- Film poster
- Directed by: Mario Monicelli
- Written by: Ennio Flaiano Mario Monicelli Age & Scarpelli Rodolfo Sonego
- Produced by: Alfredo De Laurentiis
- Starring: Totò
- Cinematography: Domenico Scala
- Edited by: Adriana Novelli
- Music by: Angelo Francesco Lavagnino
- Release date: 1955;
- Running time: 85 minutes
- Country: Italy
- Language: Italian

= Toto and Carolina =

1955 film

Toto and Carolina (Totò e Carolina) is a 1955 Italian comedy film directed by Mario Monicelli and starring Totò. The film was banned when it was first released, as it made fun of a policeman.

==Plot==
During a police raid at Villa Borghese, the agent Antonio Caccavallo, a widower with dependent child and parent, stops along with other women of life even Carolina. In fact, the girl is just ran away from home because she was pregnant. The poor Caccavallo so by the Commissioner is obliged to give back to the country of origin, and give it to a relative.

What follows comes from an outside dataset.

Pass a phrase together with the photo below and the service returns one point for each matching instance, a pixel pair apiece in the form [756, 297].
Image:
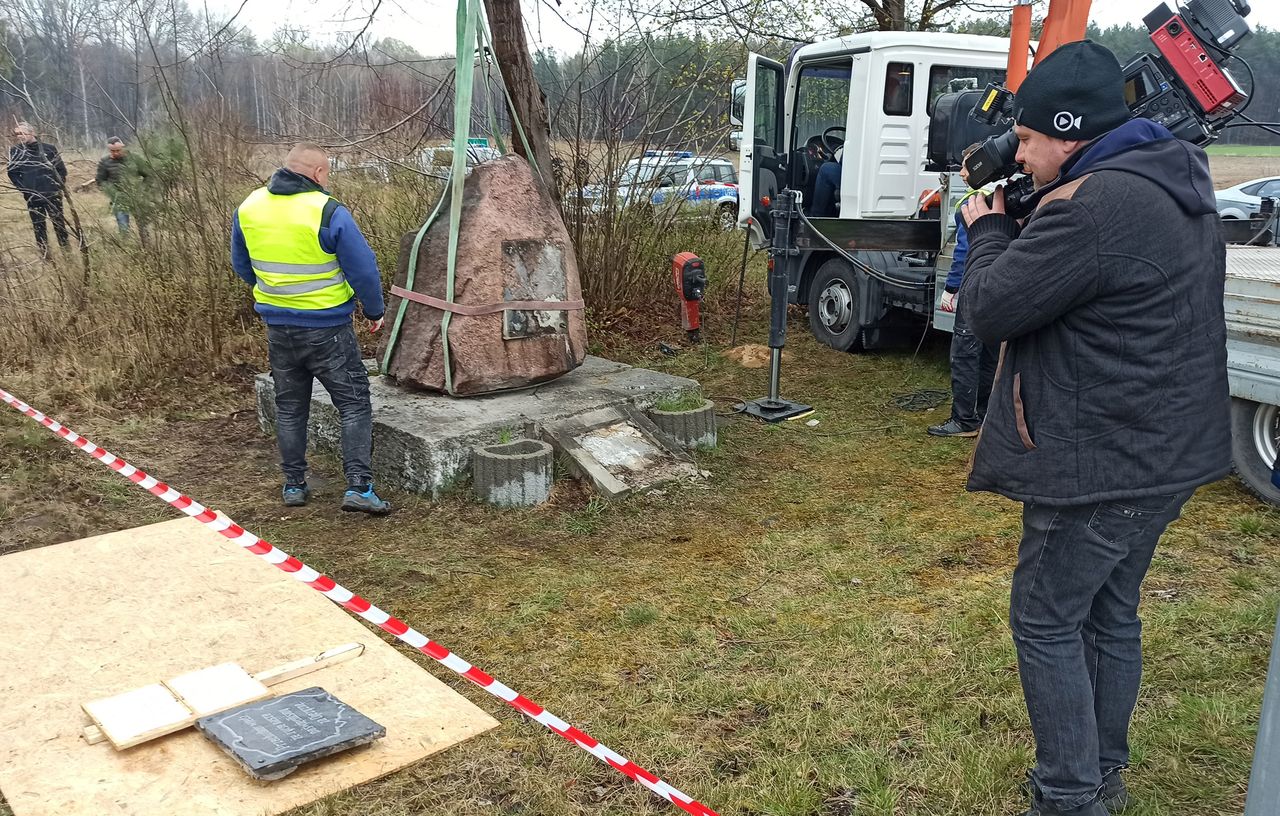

But the task of arranging Carolina will prove to be more complicated than expected, partly because of the reluctance of the girl who does not want to set foot where she had fled. Nevertheless, Carolina somehow manages to confide in and bond with the policeman, which includes professional obligations, and despite a few troubles do not go (try to escape, and even suicide) does not grudge. In the end, lying to his superiors about the success of the mission, it will load Caccavallo welcoming her to his house, where for a long time lacked a female presence.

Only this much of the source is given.